Llevo más de dos décadas participando en el movimiento LGTBI+ y acuso ya el hastío de seguir siempre con lo mismo. Comencé defendiendo el Matrimonio Igualitario y no he escuchado mucho más en veinte años. Convivo con activistas históricos que sacan pecho por haber participado en conseguirlo y ahora reclaman una vez más la corona de laurel que merecen por su victoria, entonando como una letanía los nombres de nuestros caídos —Sanctus Zerolo, qui matrimonium in mundum induxit—, pero sin ir más allá, sin preocuparse de qué habrá de ser lo próximo ni qué estrategias usaremos para reivindicarlo. Convivo con activistas radicales cuyas palabras transforman en cátedras los fríos suelos de las asambleas y podrían iluminar nuestra reivindicación, pero sus discursos se alejan más y más de la realidad hasta conseguir convertir nuestro mensaje más político, el más interesante, en una retahíla de utopías imposibles sin sugerir siquiera un camino viable para alcanzarlas. Convivo también con la militancia de diferentes partidos, con representantes institucionales de gobiernos y ayuntamientos, y me encuentro con el extraño trato que dan a quienes verdaderamente se mojan, a quienes se hunden hasta el cuello en las aguas de una reivindicación tan compleja, pues en lugar de escuchar sus voces prefieren observar de lejos el espectáculo: en lugar de atender la voz de quienes navegan en el mar abierto de nuestro movimiento han decidido santificar su rivera y prestar atención a uno o dos diletantes, siempre varones, que juegan al balón en la orilla.

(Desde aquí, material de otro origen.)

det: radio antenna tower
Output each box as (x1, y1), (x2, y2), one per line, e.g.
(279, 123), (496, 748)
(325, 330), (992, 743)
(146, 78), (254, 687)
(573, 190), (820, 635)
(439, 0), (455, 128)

Llevo más de dos décadas participando en el movimiento LGTBI+ y últimamente solo me encuentro banderas huecas que esconden los intereses comerciales de empresas y municipios empeñados en convertirnos en un reclamo turístico
Llevo más de dos décadas participando en el movimiento LGTBI+ y últimamente solo me encuentro banderas huecas que esconden los intereses comerciales de empresas y municipios empeñados en convertirnos en un reclamo turístico, asociaciones institucionalizadas cuya actividad se centra casi únicamente en la solicitud y gestión de subvenciones públicas, otorgadas caritativamente por las mismas instituciones a quienes condenan; y colectivos radicales más o menos queer que comercian con las esencias del activismo y acaban proponiendo delirios contra la psicología y los servicios sociales haciéndole el juego a quienes recortan los derechos de la ciudadanía. Solo me encuentro un Orgullo comercial de escasa utilizad, un Orgullo institucionalizado que me sabe a poco y un Orgullo incomprensible, lejos de la realidad cotidiana de quienes más necesitan el Orgullo y que solo parece posible ya en las convocatorias modestas, casi de barrio, como la que se organiza en Vallecas y en las ciudades más pequeñas.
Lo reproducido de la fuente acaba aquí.